Radioshow is а cult Lithuanian black comedy radio and TV show hosted by Algis Ramanauskas and Rimas Šapauskas. It is also the name of their humorous rock band. Radioshow has started at radio station Radiocentras in 1992. Later it has moved to the radio station Ultra Vires. In 1995 Radioshow debuted as a comedy puppet show on TV at LNK station. From 1997 till 1999 Radioshow was running at BTV TV station. In 2004 it briefly ran on Vilnius radio station Užupio radijas before being shut down, because of swearing on the air. However the show was immediately picked up by the regional radio station Vox Maris.

==Controversy==

Because of the constant taboo breaking, swearing and making fun of the symbols of national pride, Radioshow was often criticized by the conservative media and the older generation. Music critic Viktoras Gerulaitis has stated, that "These guys are sowing the seed of Satan, and it seems there is no-one that could stop them". This quote was later sampled into the song by Algis Ramanauskas' band Svastikos Sukitės Greitai. It is ironic, that today Algis Ramanauskas is a member of the conservative Homeland Union party.
Another controversy was caused in 1995 by the obscene album Unplugged attributed to Radioshow. However Algis Ramanauskas denied his authorship and claimed, that it was a bootleg made by the imitators.

==Characters==

===Main characters===

==== Bronius====
Bronius is approaching retirement age and is full of sentiments to the Soviet era. He often refers to programming of the Russian TV and Belarusian radio and television. He is annoyed by modern Lithuania - he has some command of English but uses it mostly to communicate disgust with all things Western. Bronius has a dirty mind and a dirty mouth and enjoys sexual innuendo and filthy fantasies, particularly those involving TV celebrities, which he describes with considerable inspiration and lewd detail. Bronius is a character voiced by Algis Greitai.

==== Česlovas====
Česlovas is a former teacher. Česlovas' looks resemble former speaker of the Lithuanian Parliament social democrat Česlovas Juršėnas.

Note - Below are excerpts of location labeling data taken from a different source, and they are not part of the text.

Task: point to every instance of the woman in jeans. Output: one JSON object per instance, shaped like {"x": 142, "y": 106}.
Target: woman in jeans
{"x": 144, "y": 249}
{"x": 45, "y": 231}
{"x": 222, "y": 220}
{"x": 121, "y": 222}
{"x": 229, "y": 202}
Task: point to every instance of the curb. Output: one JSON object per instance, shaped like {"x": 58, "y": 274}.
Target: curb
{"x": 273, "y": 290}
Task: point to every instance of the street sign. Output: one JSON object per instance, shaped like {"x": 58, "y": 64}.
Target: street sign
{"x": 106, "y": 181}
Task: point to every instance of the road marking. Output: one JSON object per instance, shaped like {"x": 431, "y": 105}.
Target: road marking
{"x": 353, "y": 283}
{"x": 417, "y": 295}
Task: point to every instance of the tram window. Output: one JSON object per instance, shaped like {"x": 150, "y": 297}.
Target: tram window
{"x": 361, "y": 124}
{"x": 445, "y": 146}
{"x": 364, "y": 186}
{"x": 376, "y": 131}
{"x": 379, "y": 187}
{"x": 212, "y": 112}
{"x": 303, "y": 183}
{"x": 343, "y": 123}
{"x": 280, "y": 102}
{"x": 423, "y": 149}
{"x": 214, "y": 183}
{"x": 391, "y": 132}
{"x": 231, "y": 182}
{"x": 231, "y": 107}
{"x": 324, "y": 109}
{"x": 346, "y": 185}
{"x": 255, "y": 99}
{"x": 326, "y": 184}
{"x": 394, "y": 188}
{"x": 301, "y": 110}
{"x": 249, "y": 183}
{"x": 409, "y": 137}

This character is married and has two daughters (Sigutė and Akvilė), but despite that he often displays random acts of latent homosexuality, as the most of Radioshow characters do. Česlovas is voiced by Rimas Šapauskas.

==== Albinas====
Albinas, also referred to as Senis (Old man), is a 100-year-old man of far-right nationalistic beliefs. His claim that he was born in the mountains of Scotland is a reference to the TV series The Highlander. Albinas makes frequent references to his pre-war memories.

==== Zbygniewas====
Zbygniewas is a character of Polish ethnicity, speaking Lithuanian with a heavily inflicted Russian accent. Zbygniewas claims to hail from Nemenčinė, a town near capital Vilnius with large predominance of Polish, Belarusian and Russian population. In his younger days he was a hippie and used to read Kafka. His career included a stint at as a communal heating boiler attendant, a choice occupation for rebellious intellectuals in the former Soviet Union, and also at a mortuary, which involved a sexual encounter with a dead female body, which Zbygniewas discusses with great reluctance. He is voiced by Algis Ramanauskas-Greitai.

====Igorj====
Russian speaking character voiced by Rimas Šapauskas.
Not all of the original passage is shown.